OP-ED: The real shame of the opioid crisis: Purdue Pharma
According to UPI, opioid-related overdose deaths are at national epidemic levels and show no signs of slowing down. York Dispatch
My little sister, Jenny, didn’t have a funeral. Her estranged, drug-dealer husband took her body from the hospital morgue after her gruesome death from prescription opioids. I never saw her again after she died. He left her ashes at a funeral home in Lockport, N.Y., unwilling to pay the bill, abandoning her one final time to be thrown away like trash in a modern-day potter’s field.
Jenny was a 44-year-old college graduate and middle-class suburban mom. We had no idea she was addicted to opioids. No interventions. No rehab. In my reality, my sister died in less than a week from opioid addiction, but the septic truth is she’d been dying for years right in front of us.
In July 2017, I got a call in Washington, D.C., telling me to come home because Jenny was in the hospital and had just been revived with Narcan (naloxone), a drug used to reverse opioid overdose. I arrived the next day impatient to get her discharged and into a private treatment program, but Jenny never left the third floor of Kenmore Mercy Hospital. She moaned for Dilaudid, a synthetic opioid, right up until she lost consciousness.
She died six days after I got the call, with my parents on either side her bed holding her hands. My mom had a baseball hat on; I never saw her cry. My dad, a Vietnam combat veteran and Bronze Star recipient, was silent. It was so quiet. My sister Colleen and I sat at the foot of the bed, with a perfectly framed picture of our youngest sister and my parents, one that I’ll never be able to unsee. It was a heartbreaking and gruesome death for my sister and our family.
I was completely blindsided.
After Jenny died, I researched the opioid crisis, reading surgeon general reports, commission recommendations, all the state opioid plans and legislation. I reached out to health experts and doctors. I met with Senate staff. I gave a TEDx talk, published op-eds and volunteered at an outpatient addiction treatment center in Baltimore.

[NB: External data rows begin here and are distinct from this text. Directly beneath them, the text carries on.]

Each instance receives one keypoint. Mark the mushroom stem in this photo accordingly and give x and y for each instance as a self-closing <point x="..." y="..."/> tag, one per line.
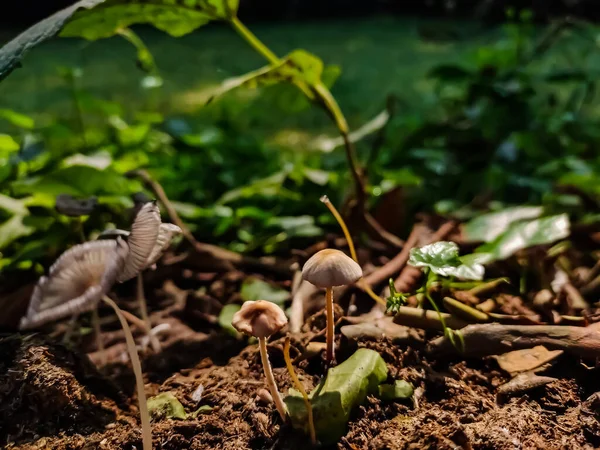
<point x="264" y="356"/>
<point x="330" y="336"/>
<point x="141" y="298"/>
<point x="98" y="336"/>
<point x="139" y="376"/>
<point x="298" y="384"/>
<point x="134" y="320"/>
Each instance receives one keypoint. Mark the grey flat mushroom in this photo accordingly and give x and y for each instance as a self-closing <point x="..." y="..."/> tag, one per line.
<point x="143" y="237"/>
<point x="166" y="233"/>
<point x="76" y="282"/>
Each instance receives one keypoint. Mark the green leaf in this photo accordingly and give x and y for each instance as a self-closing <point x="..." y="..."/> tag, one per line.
<point x="174" y="17"/>
<point x="488" y="227"/>
<point x="297" y="67"/>
<point x="450" y="73"/>
<point x="7" y="144"/>
<point x="13" y="229"/>
<point x="167" y="406"/>
<point x="442" y="259"/>
<point x="520" y="235"/>
<point x="255" y="289"/>
<point x="226" y="317"/>
<point x="17" y="119"/>
<point x="12" y="53"/>
<point x="345" y="387"/>
<point x="399" y="390"/>
<point x="79" y="181"/>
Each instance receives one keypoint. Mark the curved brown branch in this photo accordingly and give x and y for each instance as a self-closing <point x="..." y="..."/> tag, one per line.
<point x="226" y="258"/>
<point x="491" y="339"/>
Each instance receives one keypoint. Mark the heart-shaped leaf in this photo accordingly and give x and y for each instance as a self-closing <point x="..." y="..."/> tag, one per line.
<point x="442" y="259"/>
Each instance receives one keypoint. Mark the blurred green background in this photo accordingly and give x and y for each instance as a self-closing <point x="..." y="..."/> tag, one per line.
<point x="464" y="116"/>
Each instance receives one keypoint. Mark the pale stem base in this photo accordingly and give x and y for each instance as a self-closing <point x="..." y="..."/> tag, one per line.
<point x="264" y="356"/>
<point x="139" y="376"/>
<point x="330" y="332"/>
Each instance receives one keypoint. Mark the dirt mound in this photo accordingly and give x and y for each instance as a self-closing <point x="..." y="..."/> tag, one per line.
<point x="52" y="399"/>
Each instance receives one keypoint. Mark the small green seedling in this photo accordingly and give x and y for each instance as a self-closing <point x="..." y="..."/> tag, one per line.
<point x="166" y="405"/>
<point x="326" y="269"/>
<point x="439" y="261"/>
<point x="345" y="387"/>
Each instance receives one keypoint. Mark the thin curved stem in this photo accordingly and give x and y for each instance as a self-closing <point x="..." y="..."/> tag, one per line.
<point x="340" y="220"/>
<point x="292" y="372"/>
<point x="98" y="336"/>
<point x="342" y="225"/>
<point x="133" y="319"/>
<point x="264" y="356"/>
<point x="139" y="376"/>
<point x="330" y="334"/>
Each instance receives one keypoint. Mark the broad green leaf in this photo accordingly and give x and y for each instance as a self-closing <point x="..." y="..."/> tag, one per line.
<point x="487" y="227"/>
<point x="226" y="317"/>
<point x="399" y="390"/>
<point x="12" y="53"/>
<point x="7" y="144"/>
<point x="255" y="289"/>
<point x="166" y="405"/>
<point x="17" y="119"/>
<point x="174" y="17"/>
<point x="13" y="206"/>
<point x="442" y="259"/>
<point x="13" y="229"/>
<point x="520" y="235"/>
<point x="345" y="387"/>
<point x="299" y="66"/>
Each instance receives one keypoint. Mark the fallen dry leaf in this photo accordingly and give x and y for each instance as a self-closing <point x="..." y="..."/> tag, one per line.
<point x="527" y="359"/>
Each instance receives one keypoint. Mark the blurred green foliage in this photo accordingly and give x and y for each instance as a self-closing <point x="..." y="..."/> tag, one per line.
<point x="512" y="124"/>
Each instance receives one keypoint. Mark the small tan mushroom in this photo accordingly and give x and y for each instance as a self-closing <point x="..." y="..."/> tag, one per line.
<point x="326" y="269"/>
<point x="76" y="282"/>
<point x="262" y="319"/>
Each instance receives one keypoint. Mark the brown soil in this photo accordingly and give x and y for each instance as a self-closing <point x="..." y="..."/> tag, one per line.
<point x="50" y="398"/>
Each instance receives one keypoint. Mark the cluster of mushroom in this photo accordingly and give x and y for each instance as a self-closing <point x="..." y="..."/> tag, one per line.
<point x="326" y="269"/>
<point x="82" y="275"/>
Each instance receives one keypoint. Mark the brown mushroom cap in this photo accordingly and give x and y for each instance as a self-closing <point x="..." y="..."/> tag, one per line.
<point x="76" y="281"/>
<point x="166" y="233"/>
<point x="329" y="267"/>
<point x="259" y="318"/>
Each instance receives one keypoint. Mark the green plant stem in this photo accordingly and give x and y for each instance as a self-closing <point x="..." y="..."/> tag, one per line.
<point x="329" y="336"/>
<point x="139" y="376"/>
<point x="251" y="39"/>
<point x="298" y="384"/>
<point x="324" y="97"/>
<point x="98" y="336"/>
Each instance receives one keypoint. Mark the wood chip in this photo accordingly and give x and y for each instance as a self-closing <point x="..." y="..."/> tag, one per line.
<point x="524" y="382"/>
<point x="527" y="359"/>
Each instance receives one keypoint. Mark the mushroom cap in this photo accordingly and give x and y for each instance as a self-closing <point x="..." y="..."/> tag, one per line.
<point x="166" y="233"/>
<point x="141" y="241"/>
<point x="329" y="267"/>
<point x="76" y="281"/>
<point x="259" y="318"/>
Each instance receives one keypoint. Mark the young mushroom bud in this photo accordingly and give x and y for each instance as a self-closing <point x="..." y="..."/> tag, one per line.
<point x="326" y="269"/>
<point x="262" y="319"/>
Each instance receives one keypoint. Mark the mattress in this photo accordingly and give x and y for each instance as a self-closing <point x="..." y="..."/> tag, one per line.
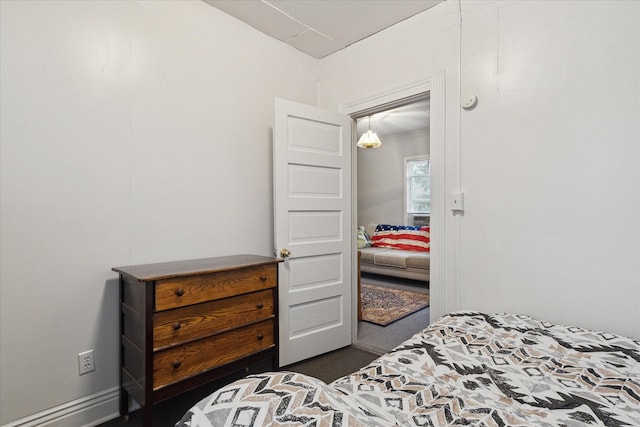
<point x="468" y="368"/>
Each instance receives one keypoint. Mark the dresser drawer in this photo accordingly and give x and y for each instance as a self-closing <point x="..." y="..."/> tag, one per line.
<point x="172" y="327"/>
<point x="182" y="291"/>
<point x="178" y="363"/>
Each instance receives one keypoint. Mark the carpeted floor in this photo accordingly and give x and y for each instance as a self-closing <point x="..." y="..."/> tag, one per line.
<point x="327" y="367"/>
<point x="384" y="305"/>
<point x="381" y="339"/>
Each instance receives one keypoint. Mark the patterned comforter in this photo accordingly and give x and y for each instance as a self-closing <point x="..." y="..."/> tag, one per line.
<point x="468" y="368"/>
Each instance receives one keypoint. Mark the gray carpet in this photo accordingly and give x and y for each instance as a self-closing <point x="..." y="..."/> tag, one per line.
<point x="381" y="339"/>
<point x="327" y="367"/>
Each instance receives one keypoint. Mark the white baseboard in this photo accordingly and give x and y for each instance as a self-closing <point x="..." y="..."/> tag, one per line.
<point x="88" y="411"/>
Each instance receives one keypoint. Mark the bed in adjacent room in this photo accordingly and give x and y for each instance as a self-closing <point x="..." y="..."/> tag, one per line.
<point x="468" y="368"/>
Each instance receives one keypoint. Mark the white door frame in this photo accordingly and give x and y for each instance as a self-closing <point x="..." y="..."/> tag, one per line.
<point x="435" y="86"/>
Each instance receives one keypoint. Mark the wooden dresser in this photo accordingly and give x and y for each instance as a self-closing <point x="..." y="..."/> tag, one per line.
<point x="186" y="323"/>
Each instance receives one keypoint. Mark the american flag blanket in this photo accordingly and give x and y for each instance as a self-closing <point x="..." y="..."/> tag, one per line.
<point x="468" y="368"/>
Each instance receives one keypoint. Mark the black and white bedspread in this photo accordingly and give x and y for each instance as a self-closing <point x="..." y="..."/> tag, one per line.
<point x="468" y="368"/>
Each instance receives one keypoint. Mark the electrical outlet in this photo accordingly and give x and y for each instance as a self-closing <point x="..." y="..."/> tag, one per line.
<point x="86" y="362"/>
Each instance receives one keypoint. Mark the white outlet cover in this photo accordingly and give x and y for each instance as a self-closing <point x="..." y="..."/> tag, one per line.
<point x="469" y="101"/>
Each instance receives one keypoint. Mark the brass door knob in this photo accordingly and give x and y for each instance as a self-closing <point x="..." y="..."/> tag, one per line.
<point x="285" y="253"/>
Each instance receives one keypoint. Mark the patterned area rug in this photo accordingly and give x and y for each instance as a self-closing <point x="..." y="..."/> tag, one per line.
<point x="383" y="306"/>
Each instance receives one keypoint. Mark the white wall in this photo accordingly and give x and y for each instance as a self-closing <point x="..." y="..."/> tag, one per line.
<point x="547" y="160"/>
<point x="550" y="161"/>
<point x="416" y="50"/>
<point x="124" y="140"/>
<point x="132" y="132"/>
<point x="380" y="175"/>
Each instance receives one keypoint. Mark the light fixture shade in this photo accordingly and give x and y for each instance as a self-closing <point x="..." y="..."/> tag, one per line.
<point x="369" y="139"/>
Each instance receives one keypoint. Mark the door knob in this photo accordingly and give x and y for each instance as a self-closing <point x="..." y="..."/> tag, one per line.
<point x="285" y="253"/>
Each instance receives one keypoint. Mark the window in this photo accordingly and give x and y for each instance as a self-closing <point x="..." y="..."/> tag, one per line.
<point x="418" y="185"/>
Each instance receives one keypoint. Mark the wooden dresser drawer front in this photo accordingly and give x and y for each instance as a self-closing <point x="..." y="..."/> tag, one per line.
<point x="182" y="291"/>
<point x="172" y="327"/>
<point x="187" y="360"/>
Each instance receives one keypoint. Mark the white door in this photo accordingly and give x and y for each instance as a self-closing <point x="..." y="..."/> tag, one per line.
<point x="312" y="219"/>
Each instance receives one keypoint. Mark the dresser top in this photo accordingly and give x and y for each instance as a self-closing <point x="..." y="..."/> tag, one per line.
<point x="167" y="270"/>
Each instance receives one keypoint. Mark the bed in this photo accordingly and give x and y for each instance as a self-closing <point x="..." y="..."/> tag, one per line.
<point x="468" y="368"/>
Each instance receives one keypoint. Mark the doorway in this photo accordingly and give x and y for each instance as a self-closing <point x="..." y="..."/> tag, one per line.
<point x="403" y="127"/>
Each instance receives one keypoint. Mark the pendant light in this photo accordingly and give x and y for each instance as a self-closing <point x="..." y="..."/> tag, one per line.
<point x="369" y="139"/>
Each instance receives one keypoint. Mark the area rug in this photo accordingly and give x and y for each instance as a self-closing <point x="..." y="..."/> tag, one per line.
<point x="383" y="306"/>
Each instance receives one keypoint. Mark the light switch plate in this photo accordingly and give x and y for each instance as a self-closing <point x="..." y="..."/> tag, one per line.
<point x="456" y="202"/>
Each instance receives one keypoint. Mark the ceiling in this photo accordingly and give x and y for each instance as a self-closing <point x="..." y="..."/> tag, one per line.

Only then did I begin to feel rage, because I learned the opioid crisis is a manufactured, and profitable, scourge spawned by Purdue Pharma, the maker of OxyContin. In the 1990s doctors were treating pain more aggressively while Purdue Pharma was pushing OxyContin as a non-addictive pain medication — a lie. By 1996, Purdue Pharma had data that early users engaged in significant abuse of their drug, but they continued to aggressively market opioids directly to health care providers.
This created massive waves of addiction in Rust Belt communities, where patients who suffered from chronic pain became addicted to opioids while simply following their doctors’ orders. Purdue Pharma didn’t act alone: Lawmakers, lobbyists, drug distributors and “pill mills” that dispensed large quantities of prescription drugs for cash were making profits in small towns like Kermit, W.Va., which has just 392 residents, yet received 5.7 million hydrocodone and oxycodone pills between 2005 and 2011.

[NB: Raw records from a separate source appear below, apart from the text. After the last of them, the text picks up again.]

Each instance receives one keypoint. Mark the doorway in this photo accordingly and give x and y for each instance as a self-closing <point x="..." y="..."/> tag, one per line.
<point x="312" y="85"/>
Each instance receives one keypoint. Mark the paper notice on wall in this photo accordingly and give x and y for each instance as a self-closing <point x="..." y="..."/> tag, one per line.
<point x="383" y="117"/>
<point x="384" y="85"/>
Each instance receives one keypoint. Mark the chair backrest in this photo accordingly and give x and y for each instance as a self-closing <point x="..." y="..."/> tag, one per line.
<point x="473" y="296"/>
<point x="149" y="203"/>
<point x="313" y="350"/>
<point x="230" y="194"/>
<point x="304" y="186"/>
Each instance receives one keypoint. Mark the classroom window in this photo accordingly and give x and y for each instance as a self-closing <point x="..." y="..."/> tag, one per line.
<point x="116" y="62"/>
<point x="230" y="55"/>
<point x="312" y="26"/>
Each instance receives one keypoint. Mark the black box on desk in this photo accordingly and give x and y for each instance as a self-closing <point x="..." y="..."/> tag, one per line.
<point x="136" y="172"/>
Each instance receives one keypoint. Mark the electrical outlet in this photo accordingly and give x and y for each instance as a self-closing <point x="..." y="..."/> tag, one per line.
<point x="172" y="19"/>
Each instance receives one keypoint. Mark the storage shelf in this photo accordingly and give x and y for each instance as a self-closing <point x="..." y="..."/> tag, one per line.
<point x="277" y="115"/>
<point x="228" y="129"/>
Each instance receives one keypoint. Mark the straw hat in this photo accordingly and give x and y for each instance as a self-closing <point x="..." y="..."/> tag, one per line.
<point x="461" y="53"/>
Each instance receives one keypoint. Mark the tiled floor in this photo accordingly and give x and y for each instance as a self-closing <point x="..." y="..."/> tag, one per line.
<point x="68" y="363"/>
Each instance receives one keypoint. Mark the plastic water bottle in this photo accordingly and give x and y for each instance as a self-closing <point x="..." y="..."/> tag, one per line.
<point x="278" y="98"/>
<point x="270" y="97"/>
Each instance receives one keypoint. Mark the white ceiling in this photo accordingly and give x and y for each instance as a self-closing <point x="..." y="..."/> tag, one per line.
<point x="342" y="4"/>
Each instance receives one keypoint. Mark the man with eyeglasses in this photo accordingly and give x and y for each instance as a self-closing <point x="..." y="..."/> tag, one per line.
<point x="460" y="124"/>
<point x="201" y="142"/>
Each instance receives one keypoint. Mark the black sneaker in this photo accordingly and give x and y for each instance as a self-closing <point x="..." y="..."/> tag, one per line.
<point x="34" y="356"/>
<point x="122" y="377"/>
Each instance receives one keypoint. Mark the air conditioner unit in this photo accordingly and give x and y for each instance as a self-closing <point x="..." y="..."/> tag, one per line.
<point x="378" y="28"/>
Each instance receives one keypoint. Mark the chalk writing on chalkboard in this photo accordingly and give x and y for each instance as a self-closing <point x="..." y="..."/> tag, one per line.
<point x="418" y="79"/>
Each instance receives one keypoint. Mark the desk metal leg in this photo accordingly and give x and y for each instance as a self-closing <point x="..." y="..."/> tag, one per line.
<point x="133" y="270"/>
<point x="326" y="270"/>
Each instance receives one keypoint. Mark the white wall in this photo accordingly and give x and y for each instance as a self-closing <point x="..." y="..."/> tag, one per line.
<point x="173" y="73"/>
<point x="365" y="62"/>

In 2015, the White House Council of Economic Advisors estimated the costs of the opioid crisis at $504 billion; last month Purdue Pharma reached a $270 million settlement in Oklahoma, reportedly to avoid a televised courtroom trial over its role in the opioid addiction epidemic.

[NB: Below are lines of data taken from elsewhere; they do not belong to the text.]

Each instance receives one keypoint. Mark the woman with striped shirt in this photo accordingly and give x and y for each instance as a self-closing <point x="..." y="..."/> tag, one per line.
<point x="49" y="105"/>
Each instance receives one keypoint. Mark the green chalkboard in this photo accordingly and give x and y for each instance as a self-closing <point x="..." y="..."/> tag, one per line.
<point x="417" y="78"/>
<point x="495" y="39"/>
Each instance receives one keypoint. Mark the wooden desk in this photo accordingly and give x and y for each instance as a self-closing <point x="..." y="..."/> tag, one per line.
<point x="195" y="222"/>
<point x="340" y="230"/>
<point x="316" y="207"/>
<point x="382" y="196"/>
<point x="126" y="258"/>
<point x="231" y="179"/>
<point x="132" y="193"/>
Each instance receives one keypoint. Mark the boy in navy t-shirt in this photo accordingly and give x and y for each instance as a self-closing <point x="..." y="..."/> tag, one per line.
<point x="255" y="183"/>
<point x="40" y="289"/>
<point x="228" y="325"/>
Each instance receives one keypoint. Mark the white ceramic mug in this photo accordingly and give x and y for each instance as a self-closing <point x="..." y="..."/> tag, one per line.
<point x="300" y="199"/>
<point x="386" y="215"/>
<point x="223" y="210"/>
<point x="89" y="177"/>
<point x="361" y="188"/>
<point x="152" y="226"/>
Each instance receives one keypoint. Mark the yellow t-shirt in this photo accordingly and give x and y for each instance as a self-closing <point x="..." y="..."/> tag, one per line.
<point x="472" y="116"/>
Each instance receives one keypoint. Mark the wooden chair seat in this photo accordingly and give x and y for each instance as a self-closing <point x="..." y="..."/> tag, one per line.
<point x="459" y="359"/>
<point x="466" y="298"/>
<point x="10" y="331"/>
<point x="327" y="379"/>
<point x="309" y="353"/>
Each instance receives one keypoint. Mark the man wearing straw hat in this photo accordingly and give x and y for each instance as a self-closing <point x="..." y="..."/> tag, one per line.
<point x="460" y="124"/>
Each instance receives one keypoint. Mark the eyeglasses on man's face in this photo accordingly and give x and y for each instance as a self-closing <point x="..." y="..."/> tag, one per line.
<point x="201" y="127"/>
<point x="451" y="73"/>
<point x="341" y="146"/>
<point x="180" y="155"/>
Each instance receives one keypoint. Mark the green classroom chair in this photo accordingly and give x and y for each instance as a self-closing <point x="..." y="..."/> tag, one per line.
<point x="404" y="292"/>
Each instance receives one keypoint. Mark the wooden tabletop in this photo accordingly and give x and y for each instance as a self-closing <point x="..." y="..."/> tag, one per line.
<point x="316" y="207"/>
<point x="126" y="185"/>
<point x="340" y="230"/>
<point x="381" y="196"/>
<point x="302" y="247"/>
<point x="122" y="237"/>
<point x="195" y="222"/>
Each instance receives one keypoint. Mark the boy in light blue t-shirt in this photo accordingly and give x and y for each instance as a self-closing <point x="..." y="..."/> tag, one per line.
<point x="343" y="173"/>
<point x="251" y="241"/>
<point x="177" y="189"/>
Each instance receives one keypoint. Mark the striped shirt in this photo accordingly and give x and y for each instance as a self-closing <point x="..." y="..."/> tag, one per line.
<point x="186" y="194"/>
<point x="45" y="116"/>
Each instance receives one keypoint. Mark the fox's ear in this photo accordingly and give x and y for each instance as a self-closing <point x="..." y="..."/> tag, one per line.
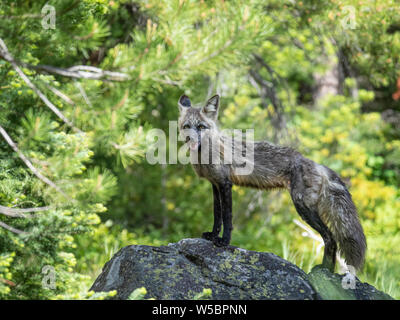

Today, 46 percent of American adults have a family member or close friend who struggles with addiction. In 2017, 72,000 people died from overdose, and the number continues to grow each year. My sister was one of them who never got the treatment she needed; 21 million Americans have substance use disorder, yet just 10 percent get treatment. The opioid crisis is at the intersection of pain, economic disadvantage and isolation. Fueled by shame and stigma, it’s a perfect storm quietly metastasizing across the country with no end in sight.
Our family’s story isn’t unique. It isn’t the saddest story. Like too many other American families who have lost loved ones to the opioid crisis, I am heartbroken. Every day for the past two years, I have felt the crushing, almost debilitating weight of shame. It’s not shame about my sister for having substance use disorder; I’m ashamed of myself for not being educated about this sooner.
Our free market enabled and financially rewarded the behavior of Purdue Pharma for more than 20 years. I hope Purdue Pharma and others who misled the public and profited from this health crisis get the justice they deserve.
— Kelly O’Connor is a product manager with the U.S. Digital Service.